OpenAI addresses this with a combination of model-level instruction following (the model is instructed to flag and pause on sensitive actions) and a requires_action mechanism that surfaces mid-task to the human when the agent encounters something requiring confirmation, such as submitting a form or entering credentials. This is a reasonable mitigation but not a complete defense. The security posture of a computer use agent depends significantly on the trust level of the environments it is asked to interact with.

The shell tool has a cleaner threat model. The container environment is populated by you or by the model itself. The attack surface is primarily the model’s own code generation, which is well-studied territory. Network egress from containers is allowed by default but is configurable, which matters for tasks where internet access is a liability rather than a feature.

The Strategic Bet

OpenAI is making a specific architectural bet: that developers building agents on their models will prefer a managed, vertically integrated stack over assembling their own from composable parts. The Responses API packages the model, the execution environment, the tool loop, and the state management into a single service boundary.

That is a real value proposition. The amount of engineering that goes into wiring up a reliable agent sandbox, handling container lifecycle, implementing retry logic, managing conversation history at scale, and building the tool execution loop is substantial. Offloading it to the model provider removes entire layers of infrastructure to operate.

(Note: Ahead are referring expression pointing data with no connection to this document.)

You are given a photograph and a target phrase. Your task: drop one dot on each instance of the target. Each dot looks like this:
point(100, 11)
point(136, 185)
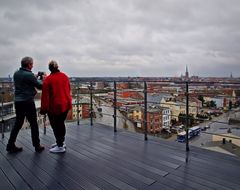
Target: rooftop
point(98, 158)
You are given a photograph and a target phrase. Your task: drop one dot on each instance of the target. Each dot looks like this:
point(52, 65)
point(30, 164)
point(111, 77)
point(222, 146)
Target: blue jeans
point(58, 126)
point(25, 109)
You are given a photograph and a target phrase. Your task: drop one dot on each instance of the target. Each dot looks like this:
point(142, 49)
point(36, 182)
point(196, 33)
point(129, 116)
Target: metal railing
point(144, 102)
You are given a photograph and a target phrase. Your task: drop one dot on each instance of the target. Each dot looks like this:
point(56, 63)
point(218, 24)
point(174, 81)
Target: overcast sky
point(122, 37)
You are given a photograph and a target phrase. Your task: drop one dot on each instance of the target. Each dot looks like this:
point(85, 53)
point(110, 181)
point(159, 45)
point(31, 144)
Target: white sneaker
point(55, 144)
point(57, 149)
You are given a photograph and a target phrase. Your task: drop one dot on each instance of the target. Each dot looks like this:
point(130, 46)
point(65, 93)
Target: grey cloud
point(123, 38)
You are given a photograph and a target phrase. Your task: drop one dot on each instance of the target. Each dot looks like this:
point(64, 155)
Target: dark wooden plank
point(158, 186)
point(5, 184)
point(108, 177)
point(11, 173)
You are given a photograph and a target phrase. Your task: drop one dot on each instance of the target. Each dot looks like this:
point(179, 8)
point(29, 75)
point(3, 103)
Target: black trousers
point(58, 126)
point(25, 109)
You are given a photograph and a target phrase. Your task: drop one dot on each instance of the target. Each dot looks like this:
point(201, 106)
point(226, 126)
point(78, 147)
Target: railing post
point(187, 116)
point(78, 119)
point(91, 104)
point(44, 124)
point(115, 106)
point(2, 122)
point(145, 111)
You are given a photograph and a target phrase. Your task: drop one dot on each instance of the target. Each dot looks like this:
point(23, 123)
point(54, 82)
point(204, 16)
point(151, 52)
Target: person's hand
point(42, 112)
point(44, 75)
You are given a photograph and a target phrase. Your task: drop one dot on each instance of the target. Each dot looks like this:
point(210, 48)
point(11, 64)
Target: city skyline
point(117, 38)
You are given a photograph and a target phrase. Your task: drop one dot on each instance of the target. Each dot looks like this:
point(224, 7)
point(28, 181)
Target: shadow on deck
point(96, 158)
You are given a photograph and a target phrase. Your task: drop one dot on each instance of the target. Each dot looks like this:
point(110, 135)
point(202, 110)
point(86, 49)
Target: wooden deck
point(96, 158)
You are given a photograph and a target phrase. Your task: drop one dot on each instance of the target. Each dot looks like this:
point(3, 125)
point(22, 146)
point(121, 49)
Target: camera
point(40, 75)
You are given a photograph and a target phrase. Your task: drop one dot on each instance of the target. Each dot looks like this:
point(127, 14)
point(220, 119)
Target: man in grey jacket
point(25, 83)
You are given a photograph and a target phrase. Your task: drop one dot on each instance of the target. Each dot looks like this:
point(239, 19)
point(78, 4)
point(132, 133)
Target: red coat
point(56, 97)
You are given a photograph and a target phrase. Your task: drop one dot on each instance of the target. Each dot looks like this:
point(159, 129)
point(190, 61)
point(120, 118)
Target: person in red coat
point(56, 101)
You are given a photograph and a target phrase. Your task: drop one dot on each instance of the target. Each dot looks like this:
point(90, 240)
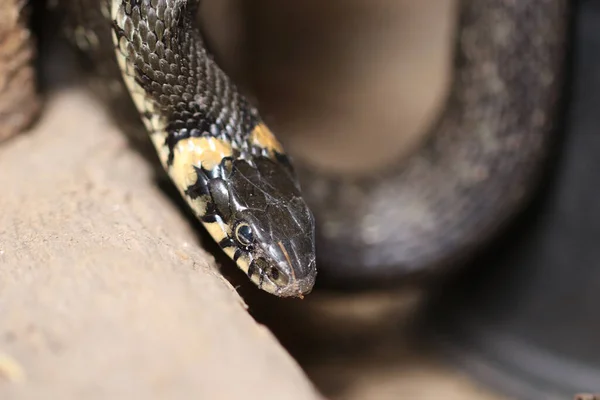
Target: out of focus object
point(19, 103)
point(530, 326)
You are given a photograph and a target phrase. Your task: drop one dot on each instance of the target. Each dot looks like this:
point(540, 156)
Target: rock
point(105, 291)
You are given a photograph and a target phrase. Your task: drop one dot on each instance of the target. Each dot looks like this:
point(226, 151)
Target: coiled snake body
point(477, 167)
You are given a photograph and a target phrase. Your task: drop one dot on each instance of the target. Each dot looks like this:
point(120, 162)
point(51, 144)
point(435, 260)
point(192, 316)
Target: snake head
point(266, 226)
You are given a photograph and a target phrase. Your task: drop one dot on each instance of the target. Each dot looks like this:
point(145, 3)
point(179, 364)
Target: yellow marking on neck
point(262, 136)
point(218, 230)
point(207, 152)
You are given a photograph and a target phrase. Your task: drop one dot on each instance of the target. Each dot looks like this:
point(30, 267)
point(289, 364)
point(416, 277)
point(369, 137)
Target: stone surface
point(105, 291)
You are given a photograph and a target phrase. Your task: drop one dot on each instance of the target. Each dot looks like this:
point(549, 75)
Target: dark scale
point(175, 69)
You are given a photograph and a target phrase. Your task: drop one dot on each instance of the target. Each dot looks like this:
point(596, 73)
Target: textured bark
point(105, 292)
point(19, 103)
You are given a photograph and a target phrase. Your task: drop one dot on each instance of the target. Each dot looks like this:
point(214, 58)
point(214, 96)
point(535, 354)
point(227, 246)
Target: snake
point(276, 219)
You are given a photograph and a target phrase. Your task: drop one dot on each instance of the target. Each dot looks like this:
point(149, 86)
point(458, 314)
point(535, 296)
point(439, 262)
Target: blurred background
point(342, 76)
point(520, 320)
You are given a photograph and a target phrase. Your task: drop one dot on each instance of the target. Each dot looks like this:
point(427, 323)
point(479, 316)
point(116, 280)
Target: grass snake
point(480, 162)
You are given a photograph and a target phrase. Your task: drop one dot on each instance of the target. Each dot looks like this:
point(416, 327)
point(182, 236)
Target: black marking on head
point(238, 253)
point(219, 193)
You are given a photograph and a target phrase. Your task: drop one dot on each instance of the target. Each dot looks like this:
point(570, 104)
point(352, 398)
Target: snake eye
point(276, 276)
point(243, 234)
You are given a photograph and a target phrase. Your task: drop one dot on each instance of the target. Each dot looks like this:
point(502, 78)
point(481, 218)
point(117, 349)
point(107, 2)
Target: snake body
point(478, 166)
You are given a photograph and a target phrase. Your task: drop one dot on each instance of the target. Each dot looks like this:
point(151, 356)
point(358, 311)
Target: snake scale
point(480, 162)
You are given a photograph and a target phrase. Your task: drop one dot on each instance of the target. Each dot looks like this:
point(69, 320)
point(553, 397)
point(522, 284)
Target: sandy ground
point(106, 290)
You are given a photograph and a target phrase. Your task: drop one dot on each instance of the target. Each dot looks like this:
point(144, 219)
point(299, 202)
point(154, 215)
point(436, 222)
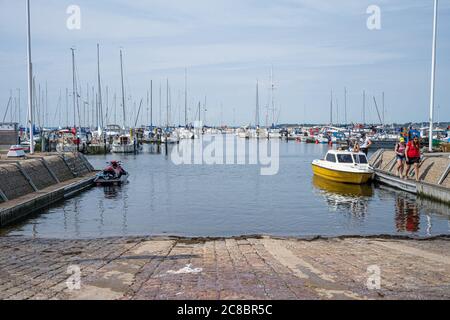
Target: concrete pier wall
point(31, 184)
point(13, 183)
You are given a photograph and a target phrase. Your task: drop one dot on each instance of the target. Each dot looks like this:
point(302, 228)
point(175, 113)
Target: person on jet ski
point(117, 168)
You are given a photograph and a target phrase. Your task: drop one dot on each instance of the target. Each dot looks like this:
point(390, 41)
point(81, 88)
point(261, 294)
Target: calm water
point(224, 200)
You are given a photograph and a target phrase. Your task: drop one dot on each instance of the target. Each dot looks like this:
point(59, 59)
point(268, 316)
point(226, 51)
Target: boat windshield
point(330, 157)
point(345, 158)
point(360, 158)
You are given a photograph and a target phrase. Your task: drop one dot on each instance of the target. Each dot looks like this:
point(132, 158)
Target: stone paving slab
point(229, 268)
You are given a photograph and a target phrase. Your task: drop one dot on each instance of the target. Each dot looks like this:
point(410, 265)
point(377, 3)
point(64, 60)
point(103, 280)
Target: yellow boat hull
point(341, 176)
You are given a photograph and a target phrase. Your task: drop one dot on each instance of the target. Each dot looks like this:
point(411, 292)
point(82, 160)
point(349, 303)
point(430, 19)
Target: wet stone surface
point(229, 268)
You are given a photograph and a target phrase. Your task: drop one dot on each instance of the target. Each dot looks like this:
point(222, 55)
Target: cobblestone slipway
point(231, 268)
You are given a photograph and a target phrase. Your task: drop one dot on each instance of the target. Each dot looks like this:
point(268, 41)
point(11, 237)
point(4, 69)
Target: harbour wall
point(33, 183)
point(434, 179)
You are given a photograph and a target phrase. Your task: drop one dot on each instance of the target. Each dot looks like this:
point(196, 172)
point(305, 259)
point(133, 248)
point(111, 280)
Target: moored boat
point(344, 166)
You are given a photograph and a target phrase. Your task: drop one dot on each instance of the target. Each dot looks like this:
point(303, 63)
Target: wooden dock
point(434, 180)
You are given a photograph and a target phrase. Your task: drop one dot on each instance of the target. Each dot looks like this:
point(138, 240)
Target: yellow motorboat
point(344, 166)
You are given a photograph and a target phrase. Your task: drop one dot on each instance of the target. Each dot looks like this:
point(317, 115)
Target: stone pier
point(225, 268)
point(30, 184)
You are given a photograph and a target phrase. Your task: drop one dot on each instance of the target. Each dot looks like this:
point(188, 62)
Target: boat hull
point(127, 148)
point(100, 181)
point(341, 176)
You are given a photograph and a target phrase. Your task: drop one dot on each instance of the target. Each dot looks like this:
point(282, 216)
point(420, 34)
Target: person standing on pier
point(400, 149)
point(365, 143)
point(412, 153)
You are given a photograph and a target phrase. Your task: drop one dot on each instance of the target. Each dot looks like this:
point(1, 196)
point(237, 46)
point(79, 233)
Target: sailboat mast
point(185, 97)
point(257, 105)
point(151, 103)
point(364, 107)
point(345, 105)
point(30, 77)
point(433, 76)
point(167, 105)
point(74, 88)
point(123, 90)
point(331, 108)
point(100, 113)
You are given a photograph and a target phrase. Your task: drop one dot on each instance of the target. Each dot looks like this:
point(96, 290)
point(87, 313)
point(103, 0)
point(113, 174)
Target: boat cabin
point(346, 157)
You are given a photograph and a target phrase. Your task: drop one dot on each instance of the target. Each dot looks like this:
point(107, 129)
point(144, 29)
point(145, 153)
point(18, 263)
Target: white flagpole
point(433, 76)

The trade-off is the one that always comes with vertical integration: reduced flexibility and a binding to a single vendor’s model quality and pricing decisions. A team that builds on E2B and the Chat Completions API can switch models without changing their infrastructure layer. A team built on the Responses API shell tool is more deeply coupled.

For many applications, particularly those where iteration speed matters more than infrastructure control, that trade-off will be worth making. The Responses API is genuinely simpler to build on for agentic tasks than assembling the equivalent stack yourself. Whether that simplicity is worth the coupling is a question each team will answer differently depending on how central model choice is to their product strategy.